Southern Living’s February 2012 issue (how can one magazine issue contain so many treasures under one cover? I’ll still be testing them until Christmas.) featured an article giving a new twist to some Southern classics. Chess pie was one of the classics it doctored up. The recipe featured was for Tangerine Chess Pie. The magazine stated that even anti-chess pie diehards (whatever misguided persons that might be) would give this new concoction thumbs-up! I had to see what this recipe was like.
Tangerine Chess Pie is baked in the same way as the traditional version except it contains 1/3 cup of fresh-squeezed tangerine (or orange juice) and 2 teaspoons tangerine (or orange zest). The top of the pie, once baked, is garnished with extra-thin tangerine (or orange) slices.

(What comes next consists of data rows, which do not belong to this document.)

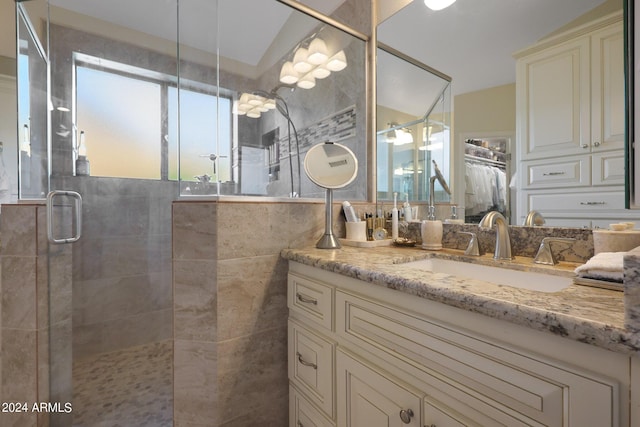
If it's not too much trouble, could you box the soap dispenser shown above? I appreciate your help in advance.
[403,194,412,222]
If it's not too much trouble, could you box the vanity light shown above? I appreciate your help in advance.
[293,48,313,73]
[297,73,316,89]
[311,65,331,79]
[279,61,299,85]
[326,50,347,71]
[280,36,347,90]
[424,0,456,11]
[246,109,261,119]
[234,93,276,118]
[307,38,329,65]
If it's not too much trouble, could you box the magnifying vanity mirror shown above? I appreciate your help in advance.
[377,0,635,228]
[304,141,357,249]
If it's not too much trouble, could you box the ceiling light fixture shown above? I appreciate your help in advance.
[424,0,456,11]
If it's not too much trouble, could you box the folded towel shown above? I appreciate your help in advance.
[574,252,624,283]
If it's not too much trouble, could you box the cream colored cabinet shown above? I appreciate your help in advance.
[336,349,421,427]
[288,261,631,427]
[516,15,624,160]
[515,13,626,225]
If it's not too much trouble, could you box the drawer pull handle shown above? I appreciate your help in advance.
[593,141,601,147]
[296,293,318,305]
[580,201,606,205]
[399,408,414,424]
[297,422,304,427]
[296,352,317,369]
[543,171,565,176]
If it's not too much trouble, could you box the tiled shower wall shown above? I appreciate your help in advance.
[0,204,73,427]
[173,200,330,427]
[58,177,175,359]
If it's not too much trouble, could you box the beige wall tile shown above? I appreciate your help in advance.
[174,259,217,342]
[174,339,217,426]
[2,256,37,329]
[217,255,287,341]
[217,202,290,260]
[0,205,37,257]
[217,326,288,424]
[173,202,217,261]
[2,329,37,402]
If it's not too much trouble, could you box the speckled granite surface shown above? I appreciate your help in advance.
[281,245,640,356]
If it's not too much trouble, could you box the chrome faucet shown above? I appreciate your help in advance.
[523,210,545,226]
[479,211,513,260]
[534,237,575,265]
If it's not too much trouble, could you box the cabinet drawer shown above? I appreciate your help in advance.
[290,385,335,427]
[336,290,616,427]
[592,151,625,186]
[288,273,333,331]
[527,190,625,212]
[523,156,589,188]
[288,320,335,419]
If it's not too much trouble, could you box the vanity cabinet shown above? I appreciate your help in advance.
[287,261,631,427]
[515,12,626,225]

I loved the slight hint of citrus amidst the traditional custard filling. Hubby’s response: “Looks like a breakfast pie to me!” I reminded him that this wasn’t the day after Thanksgiving, when he annually consumes his legendary pumpkin-pie slice for his day-after morning meal. That didn’t hold him back as he dove into a Tangerine Chess Pie slice and consumed it. Double-wow! was his rating of this wonderful dish.
Tangerine Chess Pie
1 (14.1-ounce) package refrigerated pie crusts
1 1/2 cups sugar (or sugar substitute)
1 tablespoon all-purpose flour
1 tablespoon plain yellow cornmeal
1/4 teaspoon salt (or salt substitute)
1/4 cup butter, melted
2 teaspoons tangerine or orange zest
1/3 cup fresh tangerine juice or orange juice
1 tablespoon lemon juice
4 large eggs, lightly beaten (or 1 cup egg substitute)
garnishes: sweetened whipped cream (or sugar-free whipped topping),
tangerine (or orange) slices
Preheat oven to 450 degrees. Unroll pie crusts; stack on a lightly floured surface. Roll into a 12-inch circle. Fit piecrust into a 9-inch pie plate; fold edges under, and crimp edges. Use a fork to prick bottom and sides of crust. Bake 8 minutes; cool on a wire rack 15 minutes. Reduce oven temperature to 350 degrees. Whisk together sugar and next 8 ingredients until all are blended. Pour into prepared pie crust. Bake at 350 degrees for 40 to 45 minutes or until center of pie is set. Shield edges with foil after 20 minutes to prevent excessive browning. Makes 6 to 8 servings.